British actress Glenda Jackson, who won two Oscars before devoting herself to Labor Party politics, has died at the age of 87, her agent announced on Thursday (June 15th). She "passed away peacefully at her home in Blackheath, London, after a brief illness alongside her family," said Lionel Larner, agent for the actress who won Hollywood awards for Ken Russell's Women in Love in 1970 and A Touch of Class by Melvin Frank in 1973.
She had just shot in The Great Escaper alongside Michael Caine, confirming her return to comedy after years devoted to politics. At 80 and after twenty-three years of absence, she was back on stage in 2016, playing King Lear. She won a Tony Award on Broadway two years later.
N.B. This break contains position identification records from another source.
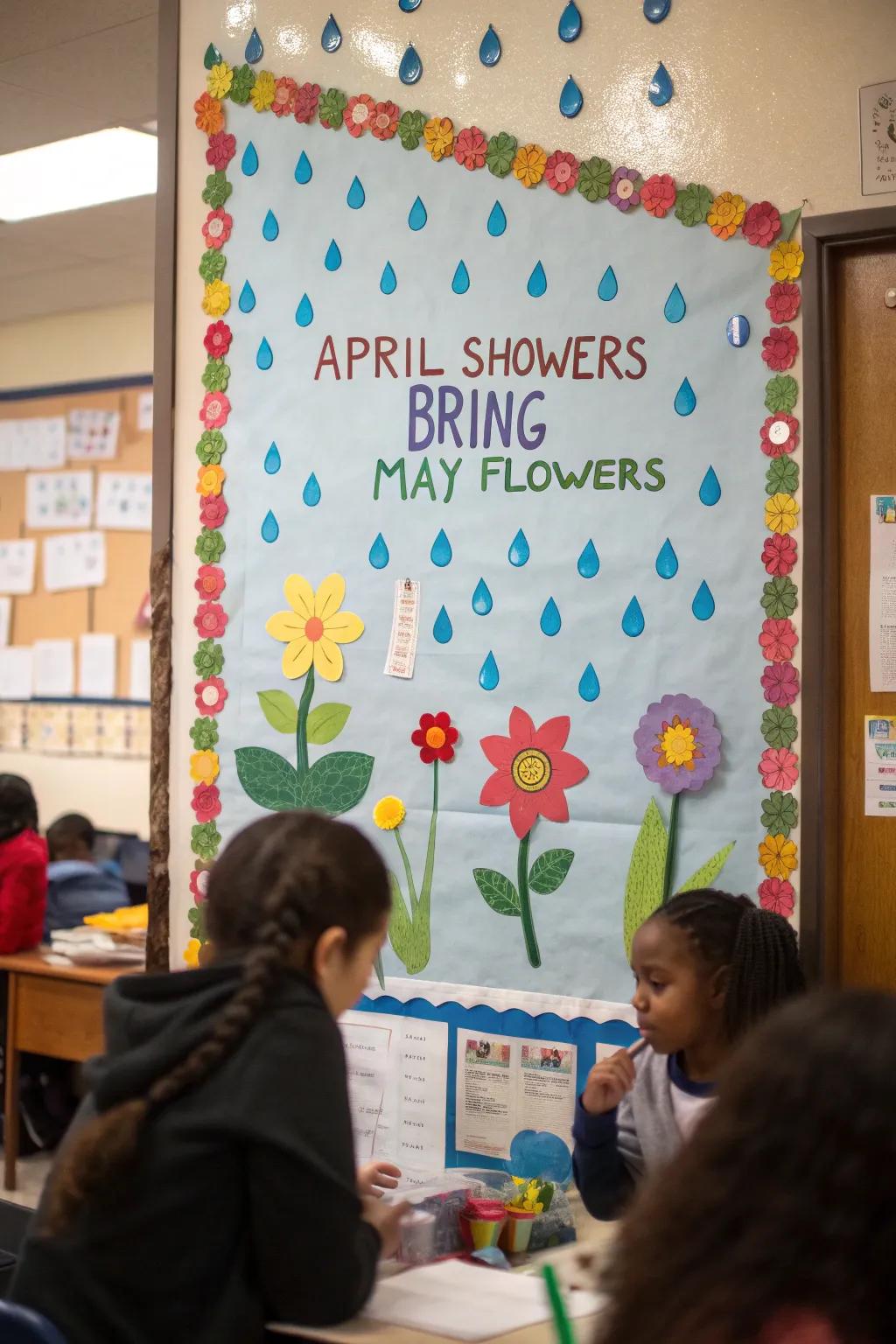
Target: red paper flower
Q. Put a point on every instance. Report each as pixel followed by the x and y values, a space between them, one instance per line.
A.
pixel 777 894
pixel 436 738
pixel 218 339
pixel 659 195
pixel 306 98
pixel 780 348
pixel 780 684
pixel 783 301
pixel 206 802
pixel 762 225
pixel 531 770
pixel 780 556
pixel 210 620
pixel 778 640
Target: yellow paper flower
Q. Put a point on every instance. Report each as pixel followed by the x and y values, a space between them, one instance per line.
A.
pixel 438 137
pixel 725 214
pixel 263 90
pixel 205 766
pixel 388 812
pixel 786 261
pixel 315 626
pixel 529 163
pixel 216 298
pixel 220 80
pixel 778 857
pixel 780 514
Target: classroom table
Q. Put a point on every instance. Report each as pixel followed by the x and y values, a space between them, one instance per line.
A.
pixel 52 1011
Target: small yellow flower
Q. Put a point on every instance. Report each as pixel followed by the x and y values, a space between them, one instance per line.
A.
pixel 438 137
pixel 205 766
pixel 388 812
pixel 529 163
pixel 220 80
pixel 263 90
pixel 786 261
pixel 778 857
pixel 216 298
pixel 780 514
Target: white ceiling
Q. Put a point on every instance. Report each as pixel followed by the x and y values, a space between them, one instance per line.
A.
pixel 67 67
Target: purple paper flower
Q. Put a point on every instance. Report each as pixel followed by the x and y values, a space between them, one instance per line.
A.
pixel 679 744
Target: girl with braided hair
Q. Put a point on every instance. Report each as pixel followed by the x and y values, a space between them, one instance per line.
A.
pixel 207 1184
pixel 707 967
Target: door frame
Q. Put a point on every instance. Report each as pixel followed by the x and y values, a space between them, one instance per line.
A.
pixel 823 238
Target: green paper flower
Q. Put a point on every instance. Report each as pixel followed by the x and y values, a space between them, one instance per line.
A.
pixel 594 180
pixel 693 205
pixel 242 85
pixel 780 727
pixel 780 812
pixel 780 394
pixel 499 156
pixel 780 598
pixel 331 108
pixel 215 379
pixel 208 660
pixel 205 732
pixel 410 128
pixel 210 546
pixel 216 190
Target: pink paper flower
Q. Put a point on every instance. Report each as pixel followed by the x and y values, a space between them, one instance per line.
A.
pixel 780 348
pixel 215 410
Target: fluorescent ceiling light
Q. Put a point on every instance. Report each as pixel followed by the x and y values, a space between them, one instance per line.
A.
pixel 73 173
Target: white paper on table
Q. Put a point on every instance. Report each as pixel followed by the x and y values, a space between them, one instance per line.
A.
pixel 17 566
pixel 97 666
pixel 58 499
pixel 54 668
pixel 17 672
pixel 74 561
pixel 124 501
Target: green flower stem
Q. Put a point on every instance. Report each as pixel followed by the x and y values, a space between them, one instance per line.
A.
pixel 526 905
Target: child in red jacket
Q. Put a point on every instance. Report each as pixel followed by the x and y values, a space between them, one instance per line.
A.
pixel 23 867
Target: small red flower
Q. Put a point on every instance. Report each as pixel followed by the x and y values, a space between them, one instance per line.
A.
pixel 218 339
pixel 210 620
pixel 762 225
pixel 562 172
pixel 780 348
pixel 783 301
pixel 436 737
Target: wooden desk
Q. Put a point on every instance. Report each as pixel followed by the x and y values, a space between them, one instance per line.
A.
pixel 52 1011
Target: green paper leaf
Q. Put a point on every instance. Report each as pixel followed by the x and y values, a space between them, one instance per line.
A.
pixel 644 885
pixel 707 875
pixel 497 892
pixel 550 870
pixel 280 710
pixel 326 722
pixel 336 782
pixel 268 779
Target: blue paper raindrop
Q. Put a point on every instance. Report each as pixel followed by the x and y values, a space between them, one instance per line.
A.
pixel 609 286
pixel 570 98
pixel 676 306
pixel 489 675
pixel 537 281
pixel 378 554
pixel 441 551
pixel 667 561
pixel 481 598
pixel 710 488
pixel 704 604
pixel 589 562
pixel 633 619
pixel 685 398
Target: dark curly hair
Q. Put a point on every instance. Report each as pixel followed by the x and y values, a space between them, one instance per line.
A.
pixel 783 1199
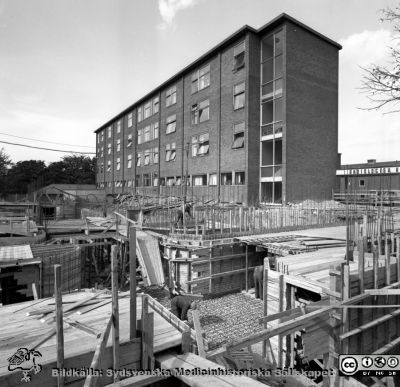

From Birkenhead, a small port opposite Liverpool, where she was born on May 9, 1936, she had kept a suburban accent and a desire to succeed. Daughter of a bricklayer and a housekeeper, she first worked as an employee in a pharmacy and took drama lessons for amateurs. Despite the lack of family support, she enrolled at the Royal Academy of Dramatic Art in London and went on tour. This is how director Peter Brook spotted her and hired her in 1963 to play his Ophelia in Hamlet. The following year, she joined the Royal Shakespeare Company.
After thirty-five years of career in theater and cinema, she went into politics to fight Margaret Thatcher whom she accused of destroying British society. Elected in 1992 as a Labor MP for the London suburbs, she kept her constituency until 2015 and distinguished herself by her particular attention to the “poor, the unemployed and the sick”. Appointed as Minister of Transport in the government of Tony Blair from 1997 to 1999, she became a fierce opponent after the invasion of Iraq in 2003.